The Food and Drug Administration (FDA) recently announced that two heart devices, the HeartMate II and HeartMate 3 Left Ventricular Assist System (LVAS), have been connected to hundreds of injuries and at least 14 deaths.
As a result of long-term buildup, these devices have been given the agency’s most serious recall classification. Safety advocates and medical experts are concerned about how approved medical device faults are managed and reported in light of the recall.
This continuous issue has resulted in 28 occurrences and 22 injuries. There have been no deaths reported.

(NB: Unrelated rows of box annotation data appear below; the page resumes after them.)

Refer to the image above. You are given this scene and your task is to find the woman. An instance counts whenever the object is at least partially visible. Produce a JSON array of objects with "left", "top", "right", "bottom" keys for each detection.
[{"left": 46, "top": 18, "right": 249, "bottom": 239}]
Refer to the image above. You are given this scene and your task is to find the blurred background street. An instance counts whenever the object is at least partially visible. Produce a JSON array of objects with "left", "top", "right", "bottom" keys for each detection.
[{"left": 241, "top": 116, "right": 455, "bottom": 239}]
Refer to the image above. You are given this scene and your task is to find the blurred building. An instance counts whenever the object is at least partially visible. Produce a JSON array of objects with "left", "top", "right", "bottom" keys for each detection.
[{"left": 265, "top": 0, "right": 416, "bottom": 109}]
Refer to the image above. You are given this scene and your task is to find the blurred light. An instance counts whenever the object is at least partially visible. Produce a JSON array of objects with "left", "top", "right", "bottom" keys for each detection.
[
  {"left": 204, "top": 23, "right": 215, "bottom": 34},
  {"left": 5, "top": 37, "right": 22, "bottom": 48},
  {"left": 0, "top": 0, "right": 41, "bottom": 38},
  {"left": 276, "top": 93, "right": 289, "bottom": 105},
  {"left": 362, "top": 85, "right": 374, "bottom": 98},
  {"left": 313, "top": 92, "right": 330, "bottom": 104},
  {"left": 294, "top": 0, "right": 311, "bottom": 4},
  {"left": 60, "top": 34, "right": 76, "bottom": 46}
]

Medtronic had to recall 87,709 devices due to a similar issue in August 2022.
About the Abbott devices
Thoratec Corp., a division of Abbott Laboratories, manufactures the HeartMate II and HeartMate 3. Approximately 14,000 gadgets are thought to be under recall, however the two devices are not currently being pulled off the market.

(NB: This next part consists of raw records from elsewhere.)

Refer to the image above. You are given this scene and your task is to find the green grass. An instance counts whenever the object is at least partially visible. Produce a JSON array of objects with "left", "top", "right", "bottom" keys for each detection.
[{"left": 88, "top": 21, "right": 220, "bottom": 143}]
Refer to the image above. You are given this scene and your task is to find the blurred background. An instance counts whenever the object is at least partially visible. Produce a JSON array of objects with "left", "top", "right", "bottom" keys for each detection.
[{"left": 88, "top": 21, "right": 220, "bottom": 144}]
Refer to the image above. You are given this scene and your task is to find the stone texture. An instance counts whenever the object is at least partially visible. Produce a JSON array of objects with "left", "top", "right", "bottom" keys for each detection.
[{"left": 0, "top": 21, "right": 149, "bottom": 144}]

In a statement, the FDA stated, “The HeartMate II and 3 are used for both short- and long-term support in adult patients with severe left ventricular heart failure.” “It can be used while waiting for a heart transplant, to help the heart recover, or as a permanent solution when a transplant isn’t an option.”
The devices take the position of the left ventricle, the heart’s primary pumping chamber, in pumping blood. Blood flow from that compromised chamber is redirected and propelled into the aorta, where it is distributed throughout the body.
Amanda Hils, an FDA press officer, stated that the agency is working with Abbott to investigate the reported injuries and deaths and determine whether any action is required.